Windsor real estate prices have been on a steady incline, but despite the growth, the city’s housing market ranked #5 of 16 Canadian cities when it comes to housing affordability, according to the 2020 RE/MAX Housing Affordability Report. While affordability is already one of the region’s biggest draws, cost-conscious home hunters in search of even better prices can find them in the communities of Harrow, Essex and Windsor West, which have been named the most affordable neighbourhoods to buy a home in Windsor.

Factors contributing to Windsor real estate prices

Windsor real estate prices have been on the rise, experiencing an 11-per-cent increase from 2018 to 2019, and another nine-per-cent increase expected this year (source: 2020 Housing Market Outlook Report). Despite the price growth, Windsor has been named one of Canada’s most-affordable housing markets, according to the new RE/MAX Housing Affordability Report.
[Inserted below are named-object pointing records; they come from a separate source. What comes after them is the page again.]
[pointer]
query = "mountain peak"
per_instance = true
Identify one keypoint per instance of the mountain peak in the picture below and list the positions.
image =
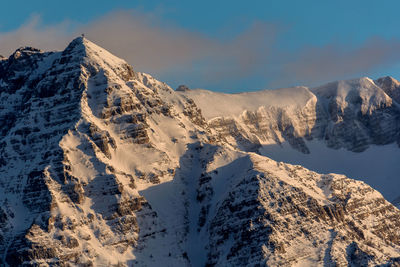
(390, 86)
In its inaugural Housing Affordability Report, RE/MAX examined 16 of Canada’s most-populous regions and ranked them on an affordability scale, with #1 being the most affordable and #16 being the least affordable. RE/MAX brokers were surveyed about average home sale prices and whether they believe real estate in their region is overvalued, undervalued, or right on the money. Windsor real estate came in at #5 of 16 cities. Canada’s most affordable city to buy a home is Regina (#1) and the least affordable place to buy a home is Vancouver (#16).

REMAX 2020 Housing Affordability Report Graph

RE/MAX’s affordability ranking was determined by assessing the percentage of a buyer’s monthly income needed to carry a mortgage, assuming a down payment of 25 per cent, and based on the forecasted 2020 average sale price per region and the forecasted 2019 average household income.

Windsor real estate is currently regarded as undervalued, based on high demand and lack of housing supply, particularly in the resale home sector. This is especially the case in the single-detached and townhome segments, which are favoured by homebuyers. Meanwhile, new-home construction is relatively active in the region.

Common issues facing homebuyers around affordability include competition due to multiple offers on single-family homes, resulting in a general sentiment of discouragement. Some successful buyers have ended up paying anywhere from $10,000 to $50,000 over the initial asking price.

At the high end of the affordability spectrum, the region’s least affordable neighbourhoods include LaSalle, Tecumseh and Kingsville.

Despite the commonly held notion that housing in Canada is unaffordable, the report finds that the vast majority of Canada’s largest urban centres (75 per cent) are currently undervalued, according to a survey of RE/MAX brokers in 16 of Canada’s most-populous cities.

In its report, RE/MAX explored the most popular property types sought by first-time homebuyers, the least and most affordable neighbourhoods in each of the 16 housing markets, factors preventing buyers from entering the market, and methods homebuyers are using to enhance the affordability of homes. Current and prospective Canadian homeowners were also surveyed about their sentiments around home ownership, barriers to owning a home, financial factors impacting home ownership, and what could potentially improve housing affordability.